Rarely does the third entry in a trilogy surpass its predecessors, and so it goes with Quiara Alegría Hudes’ The Happiest Song Plays Last, a continuation of her plays about Puerto Rican Iraq War veteran Elliot and his cousin Yaz.
In this case, that’s no slight to Happiest Song, which has the tough task of following the Pulitzer-winning Water by the Spoonful, a deft weaving of stories about addiction and loss, with chatroom communication functioning as a meaningful device and not just a gimmick.
In this third and final part, Hudes naturally gravitates toward tales of attempted renewal, with the Arab Spring as backdrop. Hudes’ facility for heartfelt poetic dialogue remains, but the play doesn’t work quite as well. The interlocking story structure is more arbitrary. Moments of magical realism feel more forced. The wrenching possibilities of a late revelation are even more tidily wrapped up.
Some of these flaws are amplified in an uneven Theatre22 production that has its own expectations to live up to. The company’s 2015 production of Water by the Spoonful was one of that year’s standouts, sensitively directed by Julie Beckman, with an excellent cast that included Rose Cano and the late G. Valmont Thomas. (Theatre22 also presented a reading of the trilogy’s first part, Elliot, a Soldier’s Fugue.)
Beckman returns to direct, and her canny ability to draw out conflicting emotions in a scene is visible in some of the play’s stronger moments, like when Elliot (Joshua Chessin-Yudin), who’s fulfilled his dream of working in the movies, discovers the true heritage of Ali (Agastya Kohli), an on-set Iraqi consultant with whom he’s formed a fast bond.
More common though are scenes where performances grate against Hudes’ tendencies toward melodrama. She certainly likes an emotional crescendo, but not every scene requires the outsized acting that continually crops up in Theatre22’s staging.
Elliot and Yaz’s stories run parallel in Happiest Song. While he’s been promoted from military consultant to lead actor on a war movie being shot in Jordan, she (Aida Leguizamon) has moved into the working-class Philadelphia neighborhood where their family has deep roots. She’s still teaching music, but she’s also become the de facto neighborhood caretaker, her stove laden with pots of food and her door always open to welcome in people like Lefty (Rich Hawkins), a homeless man who calls her Mom.

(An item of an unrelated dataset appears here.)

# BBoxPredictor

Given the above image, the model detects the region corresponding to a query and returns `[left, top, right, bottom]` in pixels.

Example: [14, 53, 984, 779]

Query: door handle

Both Elliot and Yaz have new romantic prospects. For Elliot, it’s Shar (Lexi Chipman), the lead actress on his movie who’s a quarter Egyptian and a quarter Iranian, grew up in Beverly Hills and learned Arabic to make herself more marketable as an actor. For Yaz, it’s Agustín (Michael D. Blum), a married neighbor at least 20 years her senior who’s an enthusiastic drinker and player of the Puerto Rican cuatro, a guitar-like instrument that provides the play’s musical backing. (Aside from a plucked string here and there, it’s all canned music.)
Elliot and Yaz stay in touch by video chatting in a series of awkwardly staged scenes that have Chessin-Yudin staring out into nothingness while Leguizamon peers into a laptop. That sense of disconnection pervades their scenes together, which have barely a hint of their deeply forged familial bond.
For his part, Chessin-Yudin gives the play’s most passionately felt performance, tipping a touch too far into “oorah!” theatrics, but still getting at the heart of Elliot’s desire for change in his life and in the world. Leguizamon’s stiff, affected portrayals of sympathy and longing keep Yaz’s desires at arm’s length.
Hudes’ Elliot Trilogy is all about the families we make, and how patchwork connections can become something much more profound than the sum of their disparate parts. The same applies to her writing, as discrete scenes cohere over the course of the play. Or maybe they don’t. Still, Hudes’ boundless empathy for her characters has a way of covering for the shortcomings.